March 7, 2019
The Rosette Nebula reveals its plasma structure.
“I turn my eyes to the schools & universities of Europe
And there behold the loom of Locke whose woof rages dire
Washed by the water-wheels of Newton. black the cloth
In heavy wreaths folds over every nation; cruel Works
Of many Wheels I view, wheel without wheel, with cogs tyrannic
Moving by compulsion each other: not as those in Eden: which
Wheel within Wheel in freedom revolve in harmony and peace.”
— William Blake
Every science journal insists that nebulae are formed by “blowing winds” from exploding stars. They are often described as “star factories”, because when X-rays from nebulae are detected, they are said to be generated by fusion reactions in new stars.
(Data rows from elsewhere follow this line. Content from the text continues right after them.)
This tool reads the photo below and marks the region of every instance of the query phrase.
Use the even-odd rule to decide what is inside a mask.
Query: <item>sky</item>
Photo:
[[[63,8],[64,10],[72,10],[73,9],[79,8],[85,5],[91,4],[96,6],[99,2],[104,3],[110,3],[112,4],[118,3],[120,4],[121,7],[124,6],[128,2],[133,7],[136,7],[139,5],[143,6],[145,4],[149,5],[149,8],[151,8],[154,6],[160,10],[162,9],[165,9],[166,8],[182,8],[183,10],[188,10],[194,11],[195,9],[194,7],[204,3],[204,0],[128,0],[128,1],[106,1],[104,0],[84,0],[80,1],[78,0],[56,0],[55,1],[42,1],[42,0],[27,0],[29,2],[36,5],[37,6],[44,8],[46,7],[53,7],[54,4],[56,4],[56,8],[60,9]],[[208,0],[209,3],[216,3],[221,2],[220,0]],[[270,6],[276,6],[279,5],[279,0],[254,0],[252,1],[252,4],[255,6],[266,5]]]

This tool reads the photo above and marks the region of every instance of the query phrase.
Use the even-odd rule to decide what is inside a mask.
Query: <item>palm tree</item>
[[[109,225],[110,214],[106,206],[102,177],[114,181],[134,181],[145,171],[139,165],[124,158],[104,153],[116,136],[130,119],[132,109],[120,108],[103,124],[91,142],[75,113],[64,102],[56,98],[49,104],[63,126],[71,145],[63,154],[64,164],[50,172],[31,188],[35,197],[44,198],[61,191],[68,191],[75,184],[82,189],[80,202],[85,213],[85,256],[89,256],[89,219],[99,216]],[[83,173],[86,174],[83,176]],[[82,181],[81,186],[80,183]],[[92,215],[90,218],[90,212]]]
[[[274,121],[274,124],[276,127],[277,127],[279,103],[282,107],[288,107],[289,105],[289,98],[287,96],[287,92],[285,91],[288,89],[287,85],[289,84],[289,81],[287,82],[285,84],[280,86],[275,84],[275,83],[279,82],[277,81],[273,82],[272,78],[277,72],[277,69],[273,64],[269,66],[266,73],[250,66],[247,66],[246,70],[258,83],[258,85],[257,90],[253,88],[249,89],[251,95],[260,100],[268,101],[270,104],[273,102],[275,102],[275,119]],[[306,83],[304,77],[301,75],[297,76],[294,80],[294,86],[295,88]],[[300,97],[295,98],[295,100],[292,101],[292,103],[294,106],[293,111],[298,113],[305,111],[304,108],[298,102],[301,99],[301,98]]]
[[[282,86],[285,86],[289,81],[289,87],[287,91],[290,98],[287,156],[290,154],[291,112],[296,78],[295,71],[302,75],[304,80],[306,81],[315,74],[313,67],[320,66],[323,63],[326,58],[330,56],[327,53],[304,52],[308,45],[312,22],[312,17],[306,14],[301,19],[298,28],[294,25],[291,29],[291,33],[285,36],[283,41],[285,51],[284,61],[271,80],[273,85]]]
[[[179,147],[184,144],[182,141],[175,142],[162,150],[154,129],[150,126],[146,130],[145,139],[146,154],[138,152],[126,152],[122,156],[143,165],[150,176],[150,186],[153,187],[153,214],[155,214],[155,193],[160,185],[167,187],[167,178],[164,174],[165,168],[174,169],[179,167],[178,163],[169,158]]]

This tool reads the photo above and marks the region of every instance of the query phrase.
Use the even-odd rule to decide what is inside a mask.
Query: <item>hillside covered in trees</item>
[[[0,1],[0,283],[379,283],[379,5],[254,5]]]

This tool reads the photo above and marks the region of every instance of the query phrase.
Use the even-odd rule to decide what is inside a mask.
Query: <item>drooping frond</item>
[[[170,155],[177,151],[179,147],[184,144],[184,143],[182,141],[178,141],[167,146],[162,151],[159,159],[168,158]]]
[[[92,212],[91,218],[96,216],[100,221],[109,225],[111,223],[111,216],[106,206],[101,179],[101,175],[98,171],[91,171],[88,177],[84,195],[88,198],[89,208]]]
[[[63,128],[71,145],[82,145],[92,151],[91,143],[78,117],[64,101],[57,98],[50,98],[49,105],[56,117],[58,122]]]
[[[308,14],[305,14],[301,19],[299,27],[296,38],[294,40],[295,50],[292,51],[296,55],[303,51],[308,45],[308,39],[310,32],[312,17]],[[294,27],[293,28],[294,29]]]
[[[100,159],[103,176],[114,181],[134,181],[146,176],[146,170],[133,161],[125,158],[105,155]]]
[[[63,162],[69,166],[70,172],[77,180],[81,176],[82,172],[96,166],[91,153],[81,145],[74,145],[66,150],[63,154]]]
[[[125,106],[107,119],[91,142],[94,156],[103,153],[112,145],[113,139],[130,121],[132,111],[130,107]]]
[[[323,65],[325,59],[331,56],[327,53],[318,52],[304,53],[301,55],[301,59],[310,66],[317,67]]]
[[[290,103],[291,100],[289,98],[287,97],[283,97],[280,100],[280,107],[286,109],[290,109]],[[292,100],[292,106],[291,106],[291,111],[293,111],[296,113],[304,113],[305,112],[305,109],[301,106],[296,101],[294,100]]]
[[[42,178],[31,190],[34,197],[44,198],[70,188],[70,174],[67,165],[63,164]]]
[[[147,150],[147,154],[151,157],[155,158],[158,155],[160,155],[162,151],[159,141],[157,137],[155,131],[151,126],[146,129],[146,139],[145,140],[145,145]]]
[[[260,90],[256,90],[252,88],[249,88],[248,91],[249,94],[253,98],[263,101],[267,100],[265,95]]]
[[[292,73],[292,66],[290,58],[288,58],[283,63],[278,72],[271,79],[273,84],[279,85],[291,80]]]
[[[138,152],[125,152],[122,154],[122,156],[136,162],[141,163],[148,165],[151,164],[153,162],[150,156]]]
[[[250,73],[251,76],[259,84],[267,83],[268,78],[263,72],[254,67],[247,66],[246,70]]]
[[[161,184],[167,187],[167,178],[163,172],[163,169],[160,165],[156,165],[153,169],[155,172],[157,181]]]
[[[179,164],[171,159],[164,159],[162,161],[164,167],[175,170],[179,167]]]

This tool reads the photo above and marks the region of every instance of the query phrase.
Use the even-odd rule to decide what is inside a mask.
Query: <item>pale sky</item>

Recently, astronomers from the University of Leeds reported that their computer simulations of the Rosette Nebula best describe its formation when a thin disk of dust and gas is plugged-in to their models, instead of a thick disk, or a spherical cloud. The simulation was created because “… the cavity observed in the centre of Rosette Nebula is too small when compared to the age of its central stars — something that has has puzzled astronomers for decades.”
The prevailing opinion is that nebulae form “knots” when “winds” from exploding stars “crash” into them. The winds are said to cause low density clouds to coalesce, eventually giving birth to stars through hydrogen fusion. Problems with the standard model of stellar evolution are not the topic of this paper. Suffice to say, Electric Universe theory sees plasma, not inert gas and dust, flowing through space. The physics of electricity applies, not the physics of wind. Planetary nebulae exhibit one or more plasma sheaths, or double layers, that alternately increase and decrease electric charge flow within them.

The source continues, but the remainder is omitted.